Taiwan LLM: Bridging the Linguistic Divide with a Culturally Aligned Language Model
Yen-Ting Lin, Yun-Nung Chen
TL;DR
Taiwan-LLM addresses the underrepresentation of Traditional Chinese (zh-TW) in large language models by pretraining on Taiwan-specific text and applying culturally aligned instruction fine-tuning. The approach uses a three-phase pipeline—continue-pretraining on a Taiwanese corpus, supervised fine-tuning on multi-turn dialogues, and feedback-driven fine-tuning from real users—built on a Llama 2 foundation. It achieves a competitive 13B-parameter performance on TC-Eval benchmarks (average around 53.99%), approaching or matching some proprietary models despite a smaller size, and outperforms open-source zh-cn focused baselines.
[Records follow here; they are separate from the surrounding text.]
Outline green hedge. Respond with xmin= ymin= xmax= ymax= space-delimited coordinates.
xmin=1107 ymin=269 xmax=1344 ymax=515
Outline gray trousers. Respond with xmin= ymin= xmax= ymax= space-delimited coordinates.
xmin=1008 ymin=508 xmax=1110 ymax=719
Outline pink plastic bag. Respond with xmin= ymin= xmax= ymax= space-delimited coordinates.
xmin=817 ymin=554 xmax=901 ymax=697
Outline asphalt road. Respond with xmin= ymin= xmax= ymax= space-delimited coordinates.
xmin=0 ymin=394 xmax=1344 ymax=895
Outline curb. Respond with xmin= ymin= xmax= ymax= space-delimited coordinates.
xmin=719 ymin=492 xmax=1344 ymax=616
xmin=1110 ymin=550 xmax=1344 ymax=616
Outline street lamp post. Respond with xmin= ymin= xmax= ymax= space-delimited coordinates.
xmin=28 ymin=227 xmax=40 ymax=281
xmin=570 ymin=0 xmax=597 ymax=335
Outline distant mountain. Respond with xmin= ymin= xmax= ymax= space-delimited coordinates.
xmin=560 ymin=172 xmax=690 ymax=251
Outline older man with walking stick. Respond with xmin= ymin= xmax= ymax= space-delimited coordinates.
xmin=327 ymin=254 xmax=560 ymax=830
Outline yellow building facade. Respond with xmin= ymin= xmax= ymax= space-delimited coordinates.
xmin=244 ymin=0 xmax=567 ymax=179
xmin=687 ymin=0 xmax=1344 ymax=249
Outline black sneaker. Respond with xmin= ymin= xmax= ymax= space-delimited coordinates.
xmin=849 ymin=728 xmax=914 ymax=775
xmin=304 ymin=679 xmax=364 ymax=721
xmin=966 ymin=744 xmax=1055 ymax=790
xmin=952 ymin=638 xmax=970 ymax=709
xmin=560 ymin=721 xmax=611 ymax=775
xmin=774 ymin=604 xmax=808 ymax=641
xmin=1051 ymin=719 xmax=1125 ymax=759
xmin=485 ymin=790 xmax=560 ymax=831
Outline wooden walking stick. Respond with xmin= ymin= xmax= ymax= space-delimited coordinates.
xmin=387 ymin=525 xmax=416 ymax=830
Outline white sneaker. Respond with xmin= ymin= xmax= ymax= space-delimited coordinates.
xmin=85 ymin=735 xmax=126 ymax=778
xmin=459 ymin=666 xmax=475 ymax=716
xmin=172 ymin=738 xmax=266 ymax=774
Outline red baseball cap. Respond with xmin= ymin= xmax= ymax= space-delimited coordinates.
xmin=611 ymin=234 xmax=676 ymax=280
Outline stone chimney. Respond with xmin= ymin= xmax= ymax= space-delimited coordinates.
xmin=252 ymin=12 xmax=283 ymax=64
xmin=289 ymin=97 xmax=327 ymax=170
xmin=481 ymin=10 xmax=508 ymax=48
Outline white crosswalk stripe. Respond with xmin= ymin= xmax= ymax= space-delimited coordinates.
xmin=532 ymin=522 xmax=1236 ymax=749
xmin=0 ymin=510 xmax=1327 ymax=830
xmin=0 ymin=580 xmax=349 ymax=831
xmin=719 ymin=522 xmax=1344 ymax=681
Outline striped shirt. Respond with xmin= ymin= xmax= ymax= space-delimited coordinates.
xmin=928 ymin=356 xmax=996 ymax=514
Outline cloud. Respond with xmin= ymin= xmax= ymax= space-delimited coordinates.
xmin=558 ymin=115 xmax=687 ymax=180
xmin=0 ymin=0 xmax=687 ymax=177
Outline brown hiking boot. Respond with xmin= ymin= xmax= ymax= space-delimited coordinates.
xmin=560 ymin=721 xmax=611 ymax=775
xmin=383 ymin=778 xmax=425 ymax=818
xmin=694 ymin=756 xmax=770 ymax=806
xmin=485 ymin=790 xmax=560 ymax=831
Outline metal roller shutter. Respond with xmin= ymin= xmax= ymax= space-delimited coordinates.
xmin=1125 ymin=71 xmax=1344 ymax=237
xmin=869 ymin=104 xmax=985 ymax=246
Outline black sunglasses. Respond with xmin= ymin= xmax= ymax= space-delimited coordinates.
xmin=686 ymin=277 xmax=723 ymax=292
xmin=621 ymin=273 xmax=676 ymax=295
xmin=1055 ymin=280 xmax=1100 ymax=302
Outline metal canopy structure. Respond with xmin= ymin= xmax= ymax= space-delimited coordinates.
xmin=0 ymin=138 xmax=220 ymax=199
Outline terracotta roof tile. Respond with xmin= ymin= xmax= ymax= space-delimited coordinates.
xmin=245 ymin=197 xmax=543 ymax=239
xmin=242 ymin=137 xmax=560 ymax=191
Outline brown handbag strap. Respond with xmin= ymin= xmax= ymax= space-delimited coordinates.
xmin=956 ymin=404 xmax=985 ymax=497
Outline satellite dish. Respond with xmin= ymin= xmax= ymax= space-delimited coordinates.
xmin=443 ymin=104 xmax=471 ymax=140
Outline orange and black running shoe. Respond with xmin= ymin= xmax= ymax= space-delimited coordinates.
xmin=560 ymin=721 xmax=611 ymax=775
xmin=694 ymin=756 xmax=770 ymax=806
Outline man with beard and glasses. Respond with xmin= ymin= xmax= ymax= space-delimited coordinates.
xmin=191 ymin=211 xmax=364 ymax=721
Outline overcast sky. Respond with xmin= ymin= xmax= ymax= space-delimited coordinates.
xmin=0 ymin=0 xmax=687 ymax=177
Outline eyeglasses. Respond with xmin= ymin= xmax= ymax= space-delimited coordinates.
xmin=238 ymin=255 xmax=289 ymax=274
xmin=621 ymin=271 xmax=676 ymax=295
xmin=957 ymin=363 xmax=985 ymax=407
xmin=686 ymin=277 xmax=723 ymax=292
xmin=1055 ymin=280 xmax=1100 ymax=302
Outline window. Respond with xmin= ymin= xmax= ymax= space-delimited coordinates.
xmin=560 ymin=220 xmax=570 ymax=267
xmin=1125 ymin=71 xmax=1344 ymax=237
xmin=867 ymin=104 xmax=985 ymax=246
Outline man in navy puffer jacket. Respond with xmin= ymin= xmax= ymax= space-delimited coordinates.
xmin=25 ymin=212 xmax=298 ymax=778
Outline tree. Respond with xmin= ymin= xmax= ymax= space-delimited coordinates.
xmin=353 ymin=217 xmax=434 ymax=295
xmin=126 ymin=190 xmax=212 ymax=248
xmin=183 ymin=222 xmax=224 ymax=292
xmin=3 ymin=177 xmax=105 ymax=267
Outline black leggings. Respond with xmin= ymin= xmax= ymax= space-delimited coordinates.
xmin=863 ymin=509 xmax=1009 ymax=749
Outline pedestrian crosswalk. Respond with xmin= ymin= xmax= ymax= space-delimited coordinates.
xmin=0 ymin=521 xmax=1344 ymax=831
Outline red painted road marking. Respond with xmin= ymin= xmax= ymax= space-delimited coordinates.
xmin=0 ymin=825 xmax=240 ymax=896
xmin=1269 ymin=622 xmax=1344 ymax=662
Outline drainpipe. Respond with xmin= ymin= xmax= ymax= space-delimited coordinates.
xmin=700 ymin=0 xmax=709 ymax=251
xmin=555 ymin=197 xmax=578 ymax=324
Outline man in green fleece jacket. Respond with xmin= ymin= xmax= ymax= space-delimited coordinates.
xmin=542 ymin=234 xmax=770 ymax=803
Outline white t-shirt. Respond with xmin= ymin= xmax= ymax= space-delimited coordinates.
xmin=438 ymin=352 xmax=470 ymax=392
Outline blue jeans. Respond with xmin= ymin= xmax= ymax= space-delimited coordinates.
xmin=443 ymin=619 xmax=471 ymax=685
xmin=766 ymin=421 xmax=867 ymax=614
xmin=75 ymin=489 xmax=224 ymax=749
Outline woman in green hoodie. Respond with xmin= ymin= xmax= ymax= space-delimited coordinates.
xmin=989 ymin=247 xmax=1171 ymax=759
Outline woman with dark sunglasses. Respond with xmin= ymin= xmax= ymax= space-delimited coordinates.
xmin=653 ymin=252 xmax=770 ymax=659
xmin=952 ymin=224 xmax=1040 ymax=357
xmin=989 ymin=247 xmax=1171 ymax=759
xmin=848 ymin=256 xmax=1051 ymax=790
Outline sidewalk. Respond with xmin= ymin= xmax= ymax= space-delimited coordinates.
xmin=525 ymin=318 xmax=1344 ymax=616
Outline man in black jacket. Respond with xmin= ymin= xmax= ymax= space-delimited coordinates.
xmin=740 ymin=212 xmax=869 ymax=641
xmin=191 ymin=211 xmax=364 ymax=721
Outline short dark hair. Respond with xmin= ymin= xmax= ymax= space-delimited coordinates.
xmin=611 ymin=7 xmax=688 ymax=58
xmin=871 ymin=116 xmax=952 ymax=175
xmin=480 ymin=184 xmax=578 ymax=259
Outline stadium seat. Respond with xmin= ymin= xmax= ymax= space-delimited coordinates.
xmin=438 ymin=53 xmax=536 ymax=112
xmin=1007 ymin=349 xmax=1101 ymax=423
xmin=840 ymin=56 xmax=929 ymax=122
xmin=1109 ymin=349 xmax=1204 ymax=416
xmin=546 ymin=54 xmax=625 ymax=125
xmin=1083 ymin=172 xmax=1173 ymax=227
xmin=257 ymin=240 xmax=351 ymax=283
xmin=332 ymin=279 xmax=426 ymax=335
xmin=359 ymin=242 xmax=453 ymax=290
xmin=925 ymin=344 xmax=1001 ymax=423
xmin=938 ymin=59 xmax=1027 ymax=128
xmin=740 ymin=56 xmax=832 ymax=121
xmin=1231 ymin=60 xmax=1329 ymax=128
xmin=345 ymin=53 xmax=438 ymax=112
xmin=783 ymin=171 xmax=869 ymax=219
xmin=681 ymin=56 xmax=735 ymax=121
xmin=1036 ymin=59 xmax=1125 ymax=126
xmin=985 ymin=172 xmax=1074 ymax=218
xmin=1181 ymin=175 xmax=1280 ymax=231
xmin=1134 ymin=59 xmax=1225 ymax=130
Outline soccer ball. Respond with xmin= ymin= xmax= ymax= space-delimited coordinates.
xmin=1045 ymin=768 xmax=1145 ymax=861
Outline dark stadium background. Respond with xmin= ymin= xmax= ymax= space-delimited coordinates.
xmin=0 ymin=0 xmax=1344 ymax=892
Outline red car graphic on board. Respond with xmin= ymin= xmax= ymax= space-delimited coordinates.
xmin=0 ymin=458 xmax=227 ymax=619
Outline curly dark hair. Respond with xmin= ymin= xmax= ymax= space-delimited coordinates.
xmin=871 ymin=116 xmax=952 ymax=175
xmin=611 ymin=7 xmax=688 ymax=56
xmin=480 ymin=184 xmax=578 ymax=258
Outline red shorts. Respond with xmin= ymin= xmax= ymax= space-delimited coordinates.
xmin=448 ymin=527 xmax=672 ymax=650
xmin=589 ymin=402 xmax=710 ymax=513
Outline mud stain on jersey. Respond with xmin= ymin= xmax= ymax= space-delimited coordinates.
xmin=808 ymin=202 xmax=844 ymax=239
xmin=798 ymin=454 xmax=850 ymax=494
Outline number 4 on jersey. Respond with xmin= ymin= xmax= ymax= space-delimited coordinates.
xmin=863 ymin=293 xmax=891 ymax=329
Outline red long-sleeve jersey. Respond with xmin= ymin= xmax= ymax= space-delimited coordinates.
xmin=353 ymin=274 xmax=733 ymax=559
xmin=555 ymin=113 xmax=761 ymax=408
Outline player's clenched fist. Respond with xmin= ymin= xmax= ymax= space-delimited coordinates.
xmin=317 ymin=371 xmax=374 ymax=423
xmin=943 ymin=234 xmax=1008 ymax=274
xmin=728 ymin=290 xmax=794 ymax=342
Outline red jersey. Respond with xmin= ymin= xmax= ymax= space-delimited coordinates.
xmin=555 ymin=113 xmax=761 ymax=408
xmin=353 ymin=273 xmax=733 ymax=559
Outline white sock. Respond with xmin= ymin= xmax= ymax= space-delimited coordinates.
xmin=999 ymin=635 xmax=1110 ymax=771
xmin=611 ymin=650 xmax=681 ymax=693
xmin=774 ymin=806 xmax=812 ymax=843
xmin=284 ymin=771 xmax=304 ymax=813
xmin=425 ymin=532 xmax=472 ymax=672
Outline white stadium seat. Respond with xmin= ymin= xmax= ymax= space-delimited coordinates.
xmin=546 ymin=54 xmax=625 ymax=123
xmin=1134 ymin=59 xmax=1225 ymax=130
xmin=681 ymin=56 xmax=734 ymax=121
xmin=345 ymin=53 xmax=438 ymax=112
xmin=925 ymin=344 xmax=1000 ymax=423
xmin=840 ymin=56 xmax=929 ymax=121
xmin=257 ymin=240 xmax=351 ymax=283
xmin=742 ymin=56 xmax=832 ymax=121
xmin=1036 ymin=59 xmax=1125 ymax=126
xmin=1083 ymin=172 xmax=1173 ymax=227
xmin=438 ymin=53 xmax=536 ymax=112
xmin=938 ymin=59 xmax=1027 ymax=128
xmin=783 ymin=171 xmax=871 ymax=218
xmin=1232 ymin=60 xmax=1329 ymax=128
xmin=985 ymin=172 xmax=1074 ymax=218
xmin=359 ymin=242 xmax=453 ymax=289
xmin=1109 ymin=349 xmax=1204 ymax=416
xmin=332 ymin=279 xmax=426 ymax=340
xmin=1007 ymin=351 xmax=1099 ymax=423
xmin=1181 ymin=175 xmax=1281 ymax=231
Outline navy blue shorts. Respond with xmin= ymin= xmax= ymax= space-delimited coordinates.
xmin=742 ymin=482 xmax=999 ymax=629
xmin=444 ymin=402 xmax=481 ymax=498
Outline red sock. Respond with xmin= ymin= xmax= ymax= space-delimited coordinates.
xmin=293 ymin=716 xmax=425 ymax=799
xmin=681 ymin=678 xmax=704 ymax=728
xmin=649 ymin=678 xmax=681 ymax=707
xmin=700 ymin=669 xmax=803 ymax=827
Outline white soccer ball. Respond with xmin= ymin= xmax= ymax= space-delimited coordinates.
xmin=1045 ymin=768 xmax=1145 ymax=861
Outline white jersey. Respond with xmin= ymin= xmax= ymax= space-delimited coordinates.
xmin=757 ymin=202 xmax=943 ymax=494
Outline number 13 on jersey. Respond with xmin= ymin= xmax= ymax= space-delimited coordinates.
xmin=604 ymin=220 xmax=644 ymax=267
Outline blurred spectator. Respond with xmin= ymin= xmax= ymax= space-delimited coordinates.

The open-source release and accompanying datasets are intended to empower researchers and communities, while results emphasize the crucial role of data quality and targeted linguistic-cultural alignment for regional language technologies.
Abstract
In the realm of language models, the nuanced linguistic and cultural intricacies of Traditional Chinese, as spoken in Taiwan, have been largely overlooked. This paper introduces Taiwan LLM, a pioneering Large Language Model that specifically caters to the Traditional Chinese language, with a focus on the variant used in Taiwan. Leveraging a comprehensive pretraining corpus and instruction-finetuning datasets, we have developed a model that not only understands the complexities of Traditional Chinese but also embodies the cultural context of Taiwan. Taiwan LLM represents the first of its kind, a model that is not only linguistically accurate but also culturally resonant with its user base. Our evaluations demonstrate that Taiwan LLM achieves superior performance in understanding and generating Traditional Chinese text, outperforming existing models that are predominantly trained on Simplified Chinese or English. The open-source release of Taiwan LLM invites collaboration and further innovation, ensuring that the linguistic diversity of Chinese speakers is embraced and well-served. The model, datasets, and further resources are made publicly available to foster ongoing research and development in this field.